Fiona T wrote: ↑Wed Aug 24, 2022 10:05 pm
How about torture - an expression you've used repeatedly? To me torture implies deliberate and sadistic cruelty which farming isn't. Most farm animals probably lead a less tortured existence than their wild counterparts - they're fed, watered, sheltered, get medical care and are protected from being torn apart and eaten alive (that emotive language

) by natural predators
Fair eggnog (that's such an amazing autocorrect I'm going to leave it), "torture" is certainly the most (or maybe only) contentious language I've used. Two very important counterpoints to your claims about farm animals' lives though:
1 - "they're fed, watered, sheltered, get medical care"

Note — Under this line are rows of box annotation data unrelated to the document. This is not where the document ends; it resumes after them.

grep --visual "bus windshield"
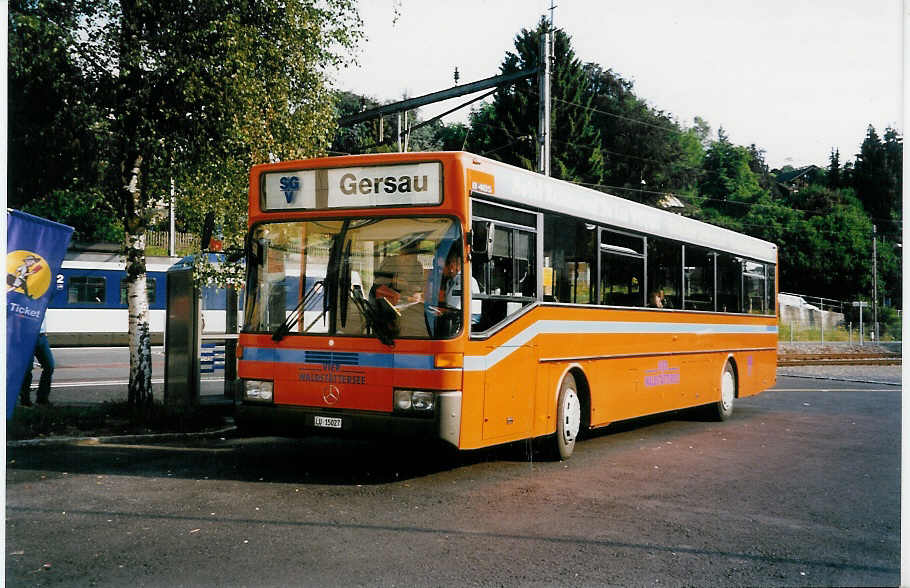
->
[243,217,463,345]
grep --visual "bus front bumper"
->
[234,391,461,448]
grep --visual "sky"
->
[335,0,904,168]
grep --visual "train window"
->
[66,276,105,304]
[120,278,155,305]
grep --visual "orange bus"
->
[236,152,777,458]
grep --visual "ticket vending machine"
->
[164,254,238,407]
[164,262,202,407]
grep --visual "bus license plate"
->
[313,416,341,429]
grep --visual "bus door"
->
[471,201,538,440]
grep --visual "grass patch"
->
[6,401,225,440]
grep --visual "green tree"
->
[853,125,902,237]
[585,63,703,204]
[7,0,123,241]
[828,149,841,190]
[699,128,767,230]
[467,19,604,184]
[11,0,360,407]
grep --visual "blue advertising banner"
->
[6,210,73,419]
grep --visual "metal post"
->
[872,225,878,343]
[224,286,237,399]
[818,298,825,345]
[537,26,551,176]
[167,178,177,257]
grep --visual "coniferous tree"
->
[467,19,604,184]
[828,149,841,190]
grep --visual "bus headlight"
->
[243,380,274,402]
[395,390,436,414]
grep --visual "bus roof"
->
[251,151,777,263]
[466,155,777,263]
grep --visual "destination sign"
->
[262,163,442,210]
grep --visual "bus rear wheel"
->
[554,374,581,459]
[708,360,736,421]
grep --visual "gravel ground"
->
[777,365,903,385]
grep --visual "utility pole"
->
[167,178,177,257]
[537,13,555,176]
[872,225,878,344]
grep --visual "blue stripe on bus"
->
[243,347,434,370]
[464,320,777,371]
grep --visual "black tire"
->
[707,360,738,421]
[553,374,581,459]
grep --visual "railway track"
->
[777,353,901,366]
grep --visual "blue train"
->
[47,251,243,347]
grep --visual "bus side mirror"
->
[471,223,496,259]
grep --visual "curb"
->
[777,374,903,387]
[6,426,237,449]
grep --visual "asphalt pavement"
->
[6,368,901,586]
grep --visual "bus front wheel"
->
[708,360,736,421]
[555,374,581,459]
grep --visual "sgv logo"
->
[6,250,51,300]
[279,176,300,204]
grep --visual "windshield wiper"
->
[272,280,325,341]
[349,286,395,347]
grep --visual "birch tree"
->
[10,0,361,408]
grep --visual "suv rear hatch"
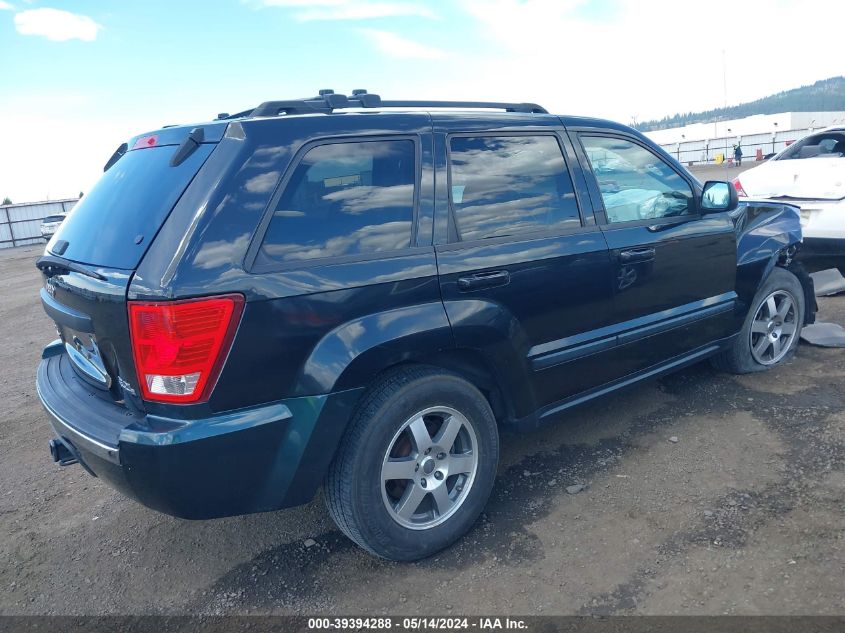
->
[37,123,226,424]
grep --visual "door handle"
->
[619,248,655,264]
[458,270,511,292]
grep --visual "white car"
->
[733,126,845,256]
[41,213,67,242]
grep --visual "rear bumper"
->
[36,354,360,519]
[798,236,845,258]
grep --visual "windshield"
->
[775,131,845,160]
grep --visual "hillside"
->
[635,77,845,132]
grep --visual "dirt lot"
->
[0,243,845,615]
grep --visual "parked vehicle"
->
[37,91,815,560]
[41,213,67,242]
[733,126,845,257]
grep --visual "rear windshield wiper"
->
[103,143,129,171]
[35,255,108,281]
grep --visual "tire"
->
[713,267,806,374]
[325,367,499,561]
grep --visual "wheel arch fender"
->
[297,301,454,393]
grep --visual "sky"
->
[0,0,845,202]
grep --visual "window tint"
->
[258,140,416,264]
[581,136,694,223]
[777,132,845,160]
[449,136,581,241]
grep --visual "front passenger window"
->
[581,136,694,224]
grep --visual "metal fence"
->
[0,198,79,248]
[660,128,813,166]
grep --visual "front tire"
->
[713,267,806,374]
[326,367,499,561]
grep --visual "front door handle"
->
[458,270,511,292]
[619,248,654,264]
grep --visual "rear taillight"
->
[129,294,244,403]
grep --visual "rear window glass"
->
[257,140,416,265]
[52,143,215,269]
[449,136,581,241]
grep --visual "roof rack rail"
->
[244,88,548,119]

They're fed in a way and to an extent that makes them maximally profitable. If a human were put in one of these farms and treated like the animals in there it wouldn't be a 24/7 buffet or room service type arrangement and although they wouldn't complain they were starving I really don't think they describe themself as being 'well fed'. I preempt a response here about grazing/grass-fed/free-range farming here: certainly that's much better, but it only makes up a tiny percentage of the animals that are 'farmed', most don't enjoy such relative luxury, and even then those systems only raise the animals that way until they're old enough to be prepared for slaughter, at which point they get fattened up in the same way as traditional farms.
They are watered, fair enough.
They're sheltered, often crammed in to tiny enclosures, or thousands of them in big enclosures, so rightly that they can't move or even turn around, and stand around in their own faeces. Factory chickens are a hotbed of disease (such as bird flu) from their overcrowded shelters, and even get ammonia burns from all the shit they're standing in. Most animals are really quite happy without shelter anyway. It's pretty undeniable that the 'shelter' we provide to/force upon farm animals is a huge net negative to their experience, not a good thing.

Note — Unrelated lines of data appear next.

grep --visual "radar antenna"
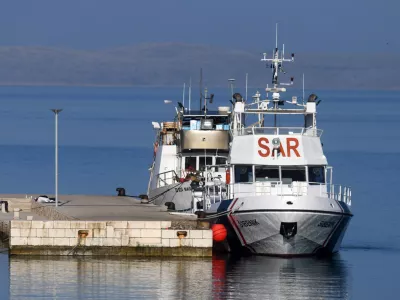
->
[261,23,294,127]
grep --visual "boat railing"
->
[156,170,178,187]
[205,181,351,206]
[232,127,323,137]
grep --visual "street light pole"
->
[51,108,62,207]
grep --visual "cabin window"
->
[185,156,197,170]
[255,166,279,181]
[235,165,253,183]
[199,156,212,171]
[215,157,226,172]
[282,166,306,184]
[308,166,325,183]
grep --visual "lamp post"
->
[51,108,62,207]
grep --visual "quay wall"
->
[9,220,213,257]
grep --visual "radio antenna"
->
[199,68,203,111]
[189,77,192,111]
[182,83,186,110]
[246,73,249,101]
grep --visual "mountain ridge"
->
[0,42,400,90]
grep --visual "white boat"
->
[205,29,352,256]
[148,29,353,256]
[147,90,231,213]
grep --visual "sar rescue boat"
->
[148,29,353,256]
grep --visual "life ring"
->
[225,168,231,184]
[153,142,158,157]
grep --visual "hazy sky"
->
[0,0,400,52]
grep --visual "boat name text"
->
[317,221,335,228]
[258,137,300,157]
[175,187,192,193]
[238,219,260,227]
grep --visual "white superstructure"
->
[204,25,352,256]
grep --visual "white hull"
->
[209,197,352,256]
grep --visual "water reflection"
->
[10,256,349,299]
[10,257,212,299]
[213,255,349,299]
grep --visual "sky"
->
[0,0,400,52]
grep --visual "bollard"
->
[14,208,20,220]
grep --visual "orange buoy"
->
[211,224,228,242]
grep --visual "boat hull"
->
[149,182,193,211]
[211,201,352,256]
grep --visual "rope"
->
[149,183,183,203]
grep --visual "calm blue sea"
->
[0,87,400,299]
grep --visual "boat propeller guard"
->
[279,222,297,239]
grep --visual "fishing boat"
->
[204,31,353,257]
[147,86,231,213]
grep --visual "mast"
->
[246,73,249,101]
[199,68,203,111]
[261,23,294,127]
[189,77,192,111]
[182,83,186,109]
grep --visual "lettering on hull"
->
[238,219,260,228]
[258,137,300,157]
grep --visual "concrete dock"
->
[0,195,213,257]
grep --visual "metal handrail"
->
[232,127,323,137]
[206,181,352,206]
[156,170,177,187]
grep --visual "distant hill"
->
[0,43,400,89]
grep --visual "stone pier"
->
[9,220,213,257]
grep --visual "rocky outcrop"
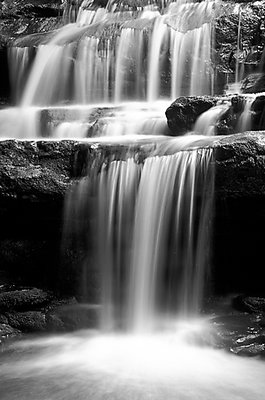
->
[0,278,99,344]
[166,94,265,136]
[0,136,265,342]
[214,1,265,80]
[166,96,218,136]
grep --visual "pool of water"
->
[0,322,265,400]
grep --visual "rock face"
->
[166,96,218,136]
[0,136,265,298]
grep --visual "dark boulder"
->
[0,288,52,312]
[233,295,265,314]
[6,311,46,333]
[166,96,217,136]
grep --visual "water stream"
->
[0,0,265,400]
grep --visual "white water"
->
[7,1,214,106]
[0,321,265,400]
[66,136,213,331]
[0,1,265,400]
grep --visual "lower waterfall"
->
[66,141,213,331]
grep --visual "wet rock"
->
[231,343,265,357]
[214,131,265,200]
[6,311,47,333]
[46,304,99,331]
[0,288,52,312]
[233,296,265,313]
[215,1,265,81]
[0,321,21,345]
[241,72,265,93]
[166,96,217,136]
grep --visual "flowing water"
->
[0,0,265,400]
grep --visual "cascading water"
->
[64,138,213,331]
[0,0,265,400]
[0,0,215,137]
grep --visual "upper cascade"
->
[10,0,215,106]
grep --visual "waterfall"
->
[193,102,229,136]
[7,1,214,106]
[66,138,213,332]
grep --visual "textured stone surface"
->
[0,288,51,312]
[166,96,218,136]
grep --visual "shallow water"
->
[0,321,265,400]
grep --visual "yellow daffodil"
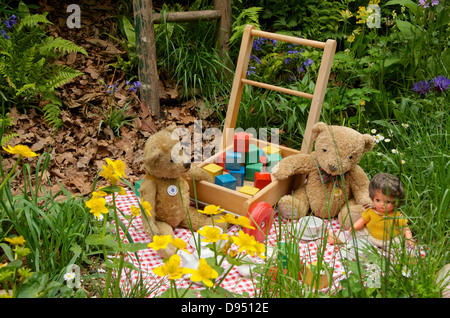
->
[5,235,26,246]
[232,231,258,255]
[147,235,173,251]
[198,205,224,215]
[153,254,189,279]
[3,145,38,158]
[190,258,219,287]
[130,205,141,217]
[100,158,126,185]
[141,200,152,216]
[86,196,109,218]
[197,226,228,243]
[171,237,187,252]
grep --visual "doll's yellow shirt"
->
[362,209,407,240]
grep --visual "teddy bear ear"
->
[363,134,374,152]
[311,121,328,141]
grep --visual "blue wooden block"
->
[229,166,245,187]
[225,151,242,170]
[214,173,237,190]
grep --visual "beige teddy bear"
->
[139,125,225,258]
[273,122,374,229]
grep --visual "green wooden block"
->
[266,153,283,173]
[245,144,260,165]
[245,163,263,181]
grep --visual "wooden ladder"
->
[221,25,336,157]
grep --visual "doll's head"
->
[369,173,405,213]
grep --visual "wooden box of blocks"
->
[182,25,336,242]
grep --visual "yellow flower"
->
[141,200,152,216]
[130,205,141,217]
[198,226,228,243]
[3,145,38,158]
[356,7,370,24]
[232,231,258,255]
[5,235,26,246]
[341,9,353,20]
[153,255,189,279]
[86,196,109,218]
[171,237,187,252]
[191,258,219,287]
[147,235,173,251]
[100,158,126,185]
[198,205,224,215]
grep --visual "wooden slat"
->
[252,29,325,49]
[241,78,313,99]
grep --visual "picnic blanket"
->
[106,189,424,297]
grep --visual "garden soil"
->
[2,0,225,199]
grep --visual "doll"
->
[330,173,414,247]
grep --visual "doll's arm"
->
[272,154,316,180]
[350,166,372,205]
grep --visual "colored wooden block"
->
[233,132,251,153]
[245,163,263,181]
[266,153,283,172]
[253,172,272,190]
[203,163,223,179]
[225,151,242,170]
[239,186,259,195]
[263,146,280,155]
[215,173,236,190]
[230,166,245,187]
[216,151,226,168]
[245,144,260,165]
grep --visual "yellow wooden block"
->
[239,186,259,195]
[263,146,280,155]
[203,163,223,179]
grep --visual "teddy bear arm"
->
[273,154,315,180]
[350,166,372,205]
[186,165,214,182]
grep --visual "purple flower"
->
[250,54,261,64]
[253,38,264,51]
[5,14,17,29]
[412,81,431,95]
[303,57,314,67]
[433,75,450,92]
[0,29,9,40]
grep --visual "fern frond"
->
[17,14,53,30]
[39,36,88,56]
[45,65,84,91]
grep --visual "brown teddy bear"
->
[139,125,225,258]
[273,122,374,229]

They get medical care for minor ailments but if there's anything seriously up with them they're just 'bad stock' and get 'destroyed'. Also most of the 'medical care' they recieve is either abusive and not for their benefit (docking pigs' tails, for example), or to treat problems that were induced by the shitty conditions they were kept in in the first place (ammonia-burnt chickens, bow-legged cows, etc.)

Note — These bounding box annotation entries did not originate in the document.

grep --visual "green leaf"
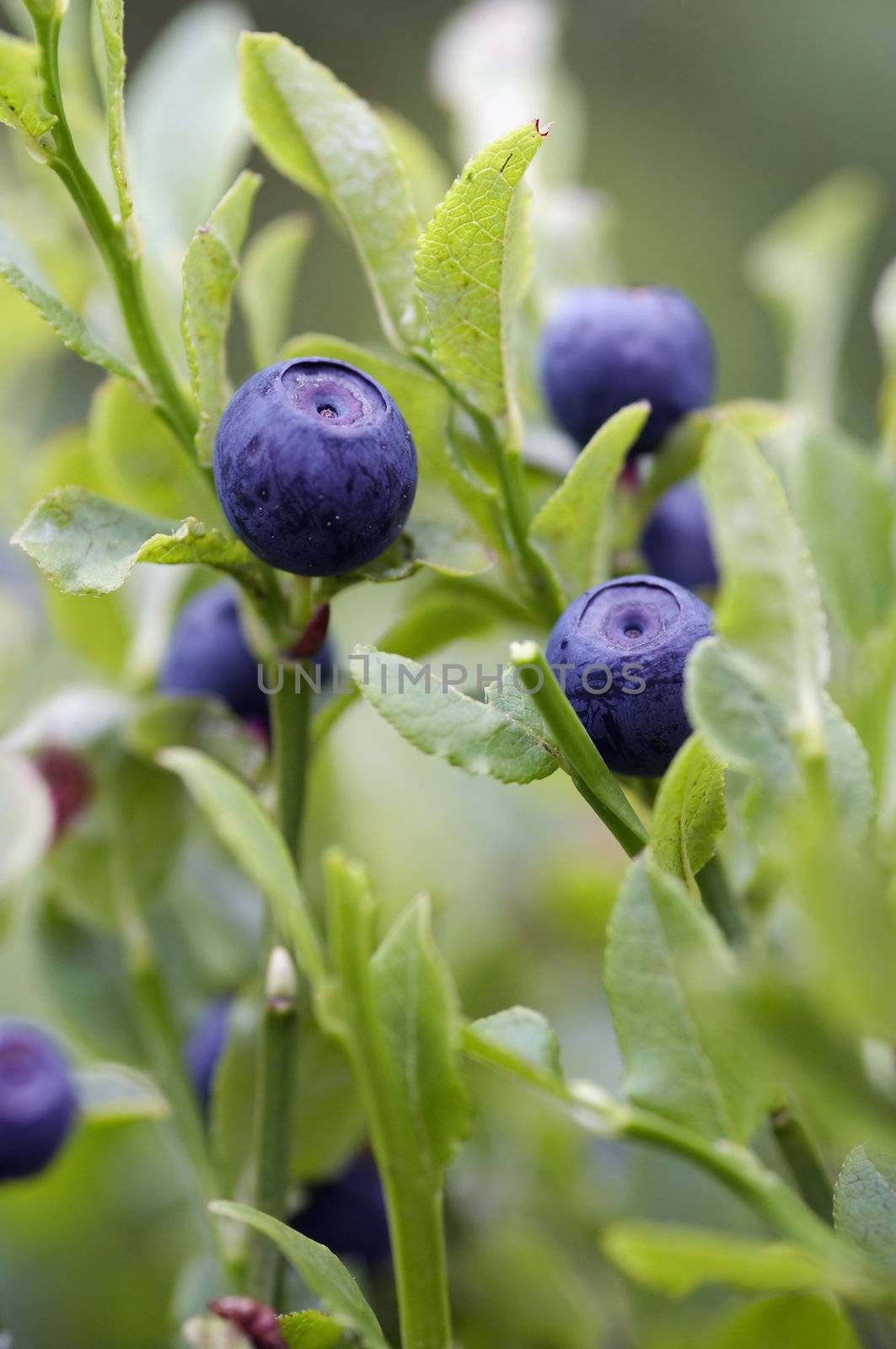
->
[793,432,896,642]
[510,642,647,857]
[352,646,557,782]
[700,427,830,750]
[77,1063,170,1129]
[370,897,469,1174]
[530,403,651,599]
[834,1145,896,1277]
[604,1223,833,1298]
[158,749,324,982]
[651,735,725,890]
[124,693,267,782]
[0,258,137,379]
[126,0,251,255]
[685,638,874,835]
[377,108,452,220]
[181,173,262,464]
[416,121,546,420]
[0,32,56,140]
[705,1293,860,1349]
[12,487,269,595]
[238,214,312,368]
[464,1007,563,1081]
[240,32,420,348]
[342,519,496,594]
[96,0,140,258]
[281,1311,343,1349]
[0,749,54,890]
[746,169,883,422]
[604,859,770,1142]
[90,379,224,524]
[209,1201,389,1349]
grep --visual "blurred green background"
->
[0,0,896,1349]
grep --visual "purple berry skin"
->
[641,481,719,589]
[546,576,712,777]
[184,998,231,1111]
[0,1021,77,1182]
[541,286,715,456]
[292,1152,391,1271]
[159,582,333,728]
[215,357,417,576]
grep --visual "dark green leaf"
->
[240,32,420,347]
[604,859,772,1142]
[211,1201,387,1349]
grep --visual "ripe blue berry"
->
[541,286,715,454]
[0,1021,77,1180]
[159,582,333,728]
[641,481,719,589]
[292,1152,390,1270]
[184,998,231,1110]
[215,357,417,576]
[546,576,712,777]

2 - comparisons to the suffering of wild animals
Nature is brutal and life is no picnic for most wild animals. But even if farmed animals have a better lot than wild animals, which I'm not convinced is true in a majority if cases, it's not really a relevant or fair comparison. Farm animals wouldn't have otherwise been wild. They otherwise wouldn't have existed. They are bred into their tor...
seriously unpleasant existence purely because doing so makes some money for some humans.
So while my use of the word "torture" may seem emotive (and I will concede this word is more debatable that the others I have used so I'm very open to arguments that it is inappropriate and will stop using it if so), I think it holds up. As I emphasised at the beginning of this thread, what matters is the experience of the abused party. If you feel comfortable enough to do so, try imagining yourself in the position of one of those cows in a calf crate or chickens in an overcrowded shed with ammonia burns. I don't think the reason for your tormentor's subjugation of you, or the idea of what wild animals' lives might be like, wouldn't be any solace to you if you were experiencing what those farm animals were experiencing. I think you'd call it torture, and you'd want it to stop.